Introduction to Microkeratome

A epikeratome is a surgical device utilized in refractive surgery procedures to create a thin partial thickness flap in the cornea. This flap can then be lifted to access deeper corneal tissue for laser ablation. Also known as an automated lamellar keratome (ALK), a epikeratome uses a microtome head with a sharp blade to systematically cut a thin slice of corneal tissue.

How Does a Epikeratome Work?

A epikeratome works through precision blade movements to slice a uniform flap in the cornea. The device features a head with a sharp oscillating Microkeratom blade that makes multiple passes over the corneal surface. As the blade moves back and forth, it progressively shaves off thin corneal layers. This creates a hinged flap which can then be lifted to one side, similar to a cookie cutter.
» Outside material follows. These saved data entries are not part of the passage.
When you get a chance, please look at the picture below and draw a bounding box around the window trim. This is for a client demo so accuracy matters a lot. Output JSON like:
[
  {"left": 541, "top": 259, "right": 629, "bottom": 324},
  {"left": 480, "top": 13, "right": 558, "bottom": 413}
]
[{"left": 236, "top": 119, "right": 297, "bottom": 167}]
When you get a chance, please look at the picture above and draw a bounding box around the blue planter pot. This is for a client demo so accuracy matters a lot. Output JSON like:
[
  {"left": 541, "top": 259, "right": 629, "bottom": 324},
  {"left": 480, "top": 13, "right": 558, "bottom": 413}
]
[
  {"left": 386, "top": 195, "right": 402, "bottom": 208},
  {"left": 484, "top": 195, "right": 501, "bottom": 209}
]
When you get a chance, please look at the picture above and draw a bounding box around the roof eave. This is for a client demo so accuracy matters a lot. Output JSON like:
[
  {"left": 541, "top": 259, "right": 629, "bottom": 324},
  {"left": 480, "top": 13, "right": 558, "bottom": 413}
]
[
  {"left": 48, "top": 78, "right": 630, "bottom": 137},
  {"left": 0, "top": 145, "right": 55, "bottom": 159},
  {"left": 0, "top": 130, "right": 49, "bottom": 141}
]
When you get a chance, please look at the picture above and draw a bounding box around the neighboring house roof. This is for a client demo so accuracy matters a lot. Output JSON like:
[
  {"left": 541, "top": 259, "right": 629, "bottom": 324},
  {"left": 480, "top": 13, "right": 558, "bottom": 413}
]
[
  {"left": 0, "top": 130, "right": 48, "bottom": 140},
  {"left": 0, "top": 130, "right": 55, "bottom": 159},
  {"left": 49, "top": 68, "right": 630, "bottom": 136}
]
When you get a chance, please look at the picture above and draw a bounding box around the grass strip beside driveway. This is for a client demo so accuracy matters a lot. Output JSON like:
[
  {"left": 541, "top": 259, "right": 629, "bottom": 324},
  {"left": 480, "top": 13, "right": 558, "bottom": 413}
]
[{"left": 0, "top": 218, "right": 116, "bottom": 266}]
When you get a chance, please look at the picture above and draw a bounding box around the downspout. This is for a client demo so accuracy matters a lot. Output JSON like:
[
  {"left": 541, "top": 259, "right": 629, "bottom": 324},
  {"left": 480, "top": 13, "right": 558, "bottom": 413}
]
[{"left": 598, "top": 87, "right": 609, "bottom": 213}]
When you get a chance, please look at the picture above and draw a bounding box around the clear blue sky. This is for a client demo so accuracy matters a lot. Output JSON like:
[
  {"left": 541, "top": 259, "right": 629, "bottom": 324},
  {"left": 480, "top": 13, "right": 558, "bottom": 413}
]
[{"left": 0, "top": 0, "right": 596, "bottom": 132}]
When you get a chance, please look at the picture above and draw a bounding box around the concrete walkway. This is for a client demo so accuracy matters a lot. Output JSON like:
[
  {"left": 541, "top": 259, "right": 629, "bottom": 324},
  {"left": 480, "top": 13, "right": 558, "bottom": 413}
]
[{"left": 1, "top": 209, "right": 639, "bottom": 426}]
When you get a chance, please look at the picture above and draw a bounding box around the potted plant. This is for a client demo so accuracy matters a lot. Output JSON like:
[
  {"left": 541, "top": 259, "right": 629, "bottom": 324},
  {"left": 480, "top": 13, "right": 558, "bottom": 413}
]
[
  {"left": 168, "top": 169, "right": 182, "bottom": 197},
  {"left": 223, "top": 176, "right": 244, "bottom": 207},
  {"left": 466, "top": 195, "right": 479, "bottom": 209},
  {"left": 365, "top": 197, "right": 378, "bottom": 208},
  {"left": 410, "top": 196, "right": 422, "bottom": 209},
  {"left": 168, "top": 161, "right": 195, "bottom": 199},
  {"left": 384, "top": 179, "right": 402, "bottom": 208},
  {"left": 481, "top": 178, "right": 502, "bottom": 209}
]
The cutting head is attached to a suction ring that is placed on the eye to gently hold the globe in position. Suction flattens the corneal surface for an accurate cut. Epikeratomes allow surgeons to control variables like flap thickness, diameter and hinge position through settings on the device. Modern epikeratomes have built-in cameras and pachymeters for live intraoperative measurements as well.

Evolution of Epikeratome Technology

Initial epikeratomes primarily utilized oscillating metal blades to cut corneal flaps. However, newer laser-assisted and femtosecond laser-based technologies have now largely replaced mechanical keratomes.

Femtosecond lasers utilize ultrashort and extremely high-powered pulses of infrared light to cut corneal tissue with unprecedented precision. These lasers allow creation of thinner, more consistent flaps down to the micron level. They also reduce flap complications compared to mechanical epikeratomes.

Femtosecond laser-assisted cataract surgery is also revolutionizing refractive lens exchange and cataract procedures. The laser enables extremely accurate capsulotomies and lens fragmentation. This results in improved safety, predictability and outcomes for patients.

Modern epikeratomes still have roles in selected cases where femtosecond technology is unavailable or contraindicated. Oscillating metal keratomes continue to be important tools, though femtosecond lasers now drive the future of refractive surgery technology.

Applications of Epikeratomes

Some common applications of epikeratomes include:

- LASIK (Laser-Assisted In-Situ Keratomileusis): To create a partial thickness corneal flap for laser ablation under the flap to correct refractive errors like myopia, hyperopia and astigmatism.

- LASEK (Laser-Assisted Sub-Epithelial Keratectomy): Similar to LASIK but without lifting a flap. The epikeratome here is used to scrape off the corneal epithelium.

- PKP (Penetrating Keratoplasty): Can be utilized to help create donor buttons and host beds during corneal transplant surgery.

- DSEK/DSAEK (Descemet's Stripping Endothelial Keratoplasty): May assist in preparing donor tissue and host beds forpartial thickness grafts to treat corneal endothelial disorders.

- Refractive Lens Exchange: Allows creating a continuous circular capsulorhexis during cataract extraction and lens implantation for better refractive outcomes.

Conclusion

While femtosecond lasers now dominate refractive corneal surgery, microkeratome still hold relevance where other technologies are unavailable or inadequate. Refinements in epikeratome design have optimized flap creation outcomes. With ongoing innovations, they will likely continue enabling important corneal procedures around the world.